When the GDPR is applicable, we process personal data according to at least one of the following legal bases:
Art. 6 para. 1 lit. a GDPR
Processing of personal data with the consent of the data subjectArt. 6 para. 1 lit. b GDPR
Processing of personal data necessary for the performance of a contract with the data subject as well as for taking pre-contractual measuresArt. 6 para. 1 lit. c GDPR
Processing of personal data to fulfill a legal obligation that we are subject to because either EU law or the legal provisions of a country applicable where the GDPR is fully or partially applicableArt. 6 para. 1 lit. d GDPR
Processing of personal data to safeguard vital interests of the data subject or another natural personArt. 6 para. 1 lit. f GDPR
Processing of personal data to protect legitimate interests of ours or of third parties, provided that the fundamental freedoms and rights as well as the interests of the data subject do not prevail
2. Processing Time, Retention Period
The duration of processing personal data depends on the specific purpose for which the data is needed.
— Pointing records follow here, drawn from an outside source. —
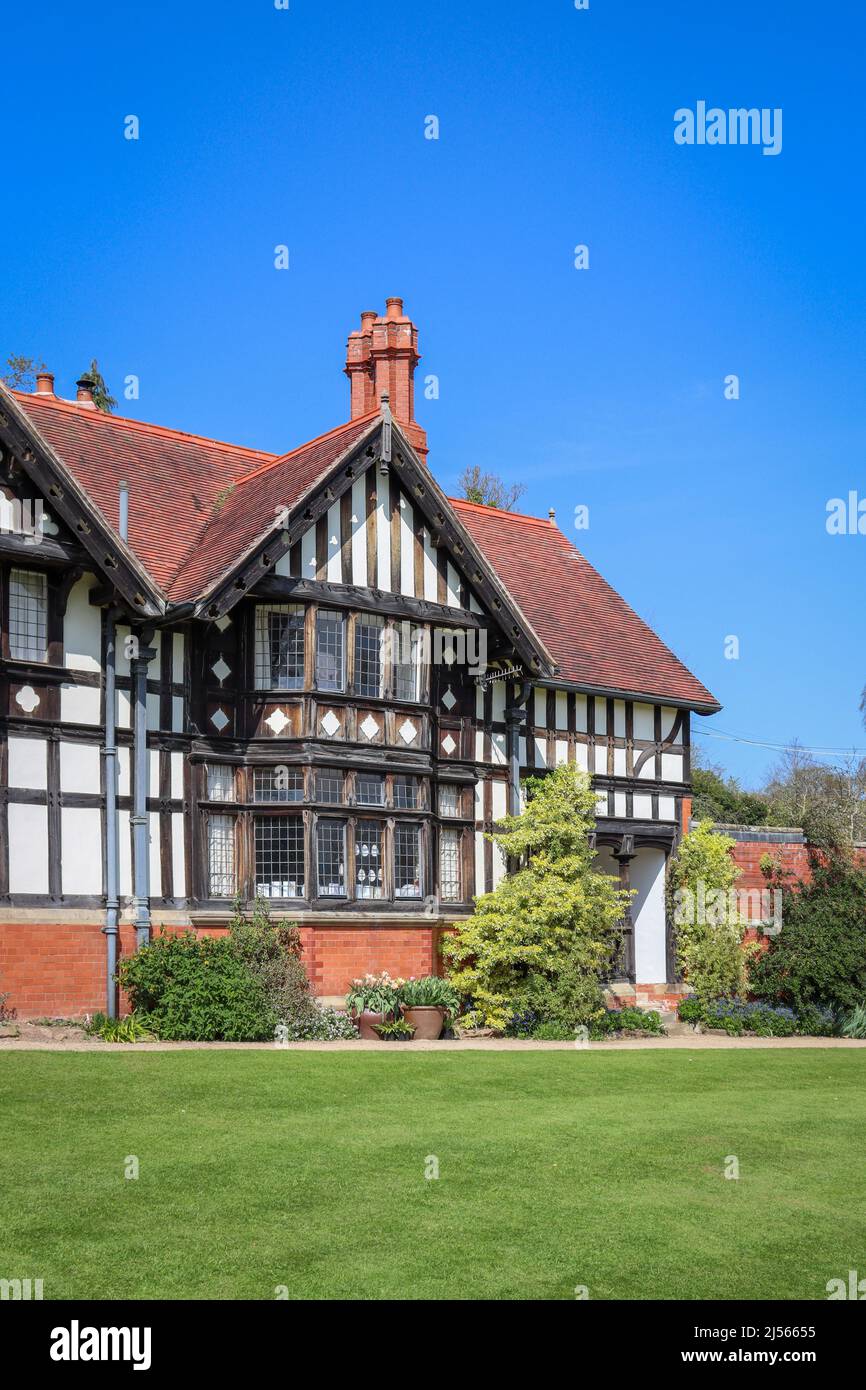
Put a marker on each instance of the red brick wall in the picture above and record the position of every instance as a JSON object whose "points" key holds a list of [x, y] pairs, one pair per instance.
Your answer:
{"points": [[60, 970]]}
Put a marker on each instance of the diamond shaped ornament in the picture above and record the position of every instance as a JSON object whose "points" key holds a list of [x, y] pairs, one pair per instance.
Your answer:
{"points": [[330, 723], [277, 722]]}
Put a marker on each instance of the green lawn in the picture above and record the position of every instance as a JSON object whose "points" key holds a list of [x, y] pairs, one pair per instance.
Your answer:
{"points": [[556, 1169]]}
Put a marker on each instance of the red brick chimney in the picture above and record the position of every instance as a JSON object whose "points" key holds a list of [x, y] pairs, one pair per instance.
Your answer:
{"points": [[382, 357], [85, 394]]}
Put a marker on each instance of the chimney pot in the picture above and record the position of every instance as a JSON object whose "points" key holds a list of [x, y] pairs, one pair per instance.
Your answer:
{"points": [[85, 394]]}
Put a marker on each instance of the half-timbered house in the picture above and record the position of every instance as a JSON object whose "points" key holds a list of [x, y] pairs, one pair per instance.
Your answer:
{"points": [[310, 677]]}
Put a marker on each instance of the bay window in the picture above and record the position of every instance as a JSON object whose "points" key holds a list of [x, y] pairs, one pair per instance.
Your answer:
{"points": [[407, 861], [331, 858], [369, 665], [330, 649], [28, 616], [369, 859], [451, 886], [280, 856], [280, 647], [221, 855]]}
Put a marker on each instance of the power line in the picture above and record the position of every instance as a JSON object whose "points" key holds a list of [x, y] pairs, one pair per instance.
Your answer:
{"points": [[777, 748]]}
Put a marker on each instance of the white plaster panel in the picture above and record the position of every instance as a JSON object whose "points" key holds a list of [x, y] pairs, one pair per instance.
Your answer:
{"points": [[359, 530], [156, 869], [562, 710], [79, 704], [499, 866], [407, 541], [478, 862], [153, 710], [431, 573], [672, 766], [178, 851], [79, 769], [81, 833], [453, 585], [540, 699], [82, 628], [382, 540], [124, 830], [647, 876], [335, 571], [28, 848], [669, 719], [28, 763], [307, 553], [644, 722]]}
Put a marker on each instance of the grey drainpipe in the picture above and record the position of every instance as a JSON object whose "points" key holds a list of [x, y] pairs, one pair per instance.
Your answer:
{"points": [[141, 829], [111, 827]]}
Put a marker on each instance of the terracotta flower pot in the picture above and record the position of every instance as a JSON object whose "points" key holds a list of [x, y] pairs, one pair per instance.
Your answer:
{"points": [[366, 1025], [427, 1020]]}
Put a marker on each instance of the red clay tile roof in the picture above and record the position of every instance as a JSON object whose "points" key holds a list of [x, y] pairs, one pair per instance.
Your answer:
{"points": [[252, 508], [173, 477], [592, 634], [196, 506]]}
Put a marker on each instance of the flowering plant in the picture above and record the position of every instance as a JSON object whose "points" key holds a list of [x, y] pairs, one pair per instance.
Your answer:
{"points": [[376, 994]]}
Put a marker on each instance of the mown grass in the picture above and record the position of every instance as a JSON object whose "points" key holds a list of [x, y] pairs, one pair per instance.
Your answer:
{"points": [[556, 1169]]}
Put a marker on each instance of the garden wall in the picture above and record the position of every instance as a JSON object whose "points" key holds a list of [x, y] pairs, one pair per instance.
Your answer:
{"points": [[57, 968]]}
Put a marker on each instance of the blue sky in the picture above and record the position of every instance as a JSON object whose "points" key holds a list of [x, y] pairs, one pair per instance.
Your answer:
{"points": [[601, 387]]}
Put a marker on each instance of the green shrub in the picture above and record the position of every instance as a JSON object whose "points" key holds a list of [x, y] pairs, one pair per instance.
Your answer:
{"points": [[273, 955], [691, 1011], [118, 1030], [185, 988], [555, 1032], [855, 1023], [376, 994], [430, 991], [708, 934], [323, 1025], [548, 931], [819, 957]]}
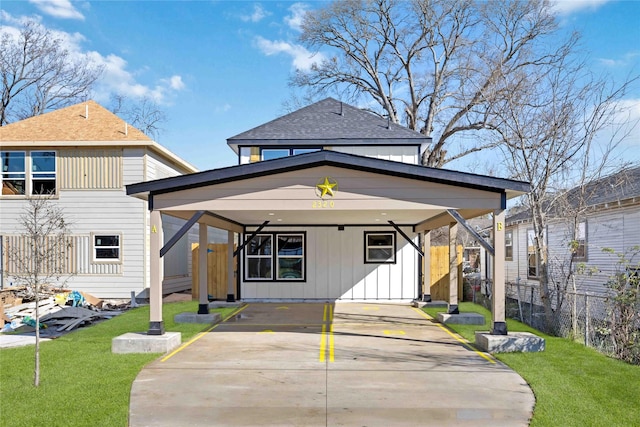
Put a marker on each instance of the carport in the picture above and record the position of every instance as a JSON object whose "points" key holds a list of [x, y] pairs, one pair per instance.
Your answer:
{"points": [[325, 202]]}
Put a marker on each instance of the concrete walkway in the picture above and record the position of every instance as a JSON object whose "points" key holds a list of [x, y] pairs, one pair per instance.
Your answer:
{"points": [[347, 364]]}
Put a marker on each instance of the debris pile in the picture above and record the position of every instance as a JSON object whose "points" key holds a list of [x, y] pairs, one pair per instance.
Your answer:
{"points": [[59, 312]]}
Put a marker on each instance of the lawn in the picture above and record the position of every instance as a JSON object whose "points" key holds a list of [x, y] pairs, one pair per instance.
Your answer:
{"points": [[81, 382], [574, 385]]}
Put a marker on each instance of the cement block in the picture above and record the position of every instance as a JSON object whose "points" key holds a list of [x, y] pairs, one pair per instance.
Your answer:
{"points": [[461, 319], [513, 342], [197, 318], [140, 342], [437, 304]]}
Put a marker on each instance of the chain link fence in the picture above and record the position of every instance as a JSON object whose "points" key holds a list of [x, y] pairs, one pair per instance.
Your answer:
{"points": [[580, 316]]}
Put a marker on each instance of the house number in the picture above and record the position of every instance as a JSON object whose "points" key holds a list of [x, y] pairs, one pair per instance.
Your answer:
{"points": [[322, 204]]}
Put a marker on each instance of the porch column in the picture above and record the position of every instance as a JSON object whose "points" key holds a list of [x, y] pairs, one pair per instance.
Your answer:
{"points": [[230, 276], [156, 324], [499, 326], [203, 267], [453, 269], [427, 267]]}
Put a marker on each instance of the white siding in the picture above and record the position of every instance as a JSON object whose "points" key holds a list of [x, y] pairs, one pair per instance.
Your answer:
{"points": [[404, 154], [335, 269]]}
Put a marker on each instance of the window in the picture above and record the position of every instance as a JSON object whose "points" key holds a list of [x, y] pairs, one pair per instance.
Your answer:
{"points": [[380, 247], [276, 153], [580, 248], [508, 245], [43, 172], [532, 256], [106, 247], [41, 178], [288, 260], [13, 173]]}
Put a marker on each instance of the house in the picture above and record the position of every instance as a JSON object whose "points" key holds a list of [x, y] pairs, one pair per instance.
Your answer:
{"points": [[84, 156], [327, 203], [610, 219]]}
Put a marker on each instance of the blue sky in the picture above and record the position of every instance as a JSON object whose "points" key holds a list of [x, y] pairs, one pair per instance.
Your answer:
{"points": [[218, 68]]}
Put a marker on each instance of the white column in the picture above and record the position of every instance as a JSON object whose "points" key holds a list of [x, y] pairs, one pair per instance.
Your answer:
{"points": [[230, 275], [203, 268], [499, 326], [453, 269], [156, 324], [427, 266]]}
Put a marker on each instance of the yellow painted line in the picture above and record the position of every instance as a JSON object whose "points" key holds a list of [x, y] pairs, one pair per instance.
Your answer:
{"points": [[201, 334], [457, 337], [323, 343], [331, 342]]}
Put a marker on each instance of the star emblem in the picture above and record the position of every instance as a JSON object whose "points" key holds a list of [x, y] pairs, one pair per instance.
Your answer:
{"points": [[326, 186]]}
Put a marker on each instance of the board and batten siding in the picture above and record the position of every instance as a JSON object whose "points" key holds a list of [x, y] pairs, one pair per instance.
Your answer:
{"points": [[335, 269], [90, 169]]}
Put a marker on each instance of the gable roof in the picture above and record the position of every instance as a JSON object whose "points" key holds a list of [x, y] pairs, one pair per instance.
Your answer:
{"points": [[612, 189], [329, 158], [87, 121], [328, 122], [87, 124]]}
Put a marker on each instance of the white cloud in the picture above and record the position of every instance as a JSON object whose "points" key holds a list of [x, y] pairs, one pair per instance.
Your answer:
{"points": [[302, 59], [298, 10], [58, 8], [117, 78], [258, 14], [565, 7]]}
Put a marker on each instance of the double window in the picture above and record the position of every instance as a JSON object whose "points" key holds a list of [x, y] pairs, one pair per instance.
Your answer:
{"points": [[276, 153], [106, 247], [380, 247], [25, 173], [276, 256]]}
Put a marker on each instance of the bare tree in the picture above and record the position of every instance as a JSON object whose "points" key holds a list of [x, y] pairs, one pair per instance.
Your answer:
{"points": [[42, 258], [548, 127], [39, 74], [145, 115], [434, 65]]}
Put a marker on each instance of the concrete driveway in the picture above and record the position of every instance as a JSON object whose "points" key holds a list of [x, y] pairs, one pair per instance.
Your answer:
{"points": [[345, 364]]}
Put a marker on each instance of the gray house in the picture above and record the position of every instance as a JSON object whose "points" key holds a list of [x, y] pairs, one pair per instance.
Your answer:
{"points": [[328, 203], [610, 219]]}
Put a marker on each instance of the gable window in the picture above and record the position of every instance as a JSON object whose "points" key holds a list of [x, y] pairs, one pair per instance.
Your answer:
{"points": [[276, 153], [20, 180], [580, 239], [508, 245], [285, 263], [380, 247], [43, 172], [13, 173], [106, 247]]}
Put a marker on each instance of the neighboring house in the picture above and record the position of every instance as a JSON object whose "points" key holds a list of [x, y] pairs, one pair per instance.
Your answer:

For analyses, we retain your data until the analysis is concluded. If legal or other obligations require a longer retention period, we adjust the processing and storage duration accordingly. The duration of processing personal data is determined by the specific purpose for which the data is needed. During analyses, we keep your data until the analysis is complete. Should legal or other obligations necessitate longer retention, we align the processing and storage duration with those requirements.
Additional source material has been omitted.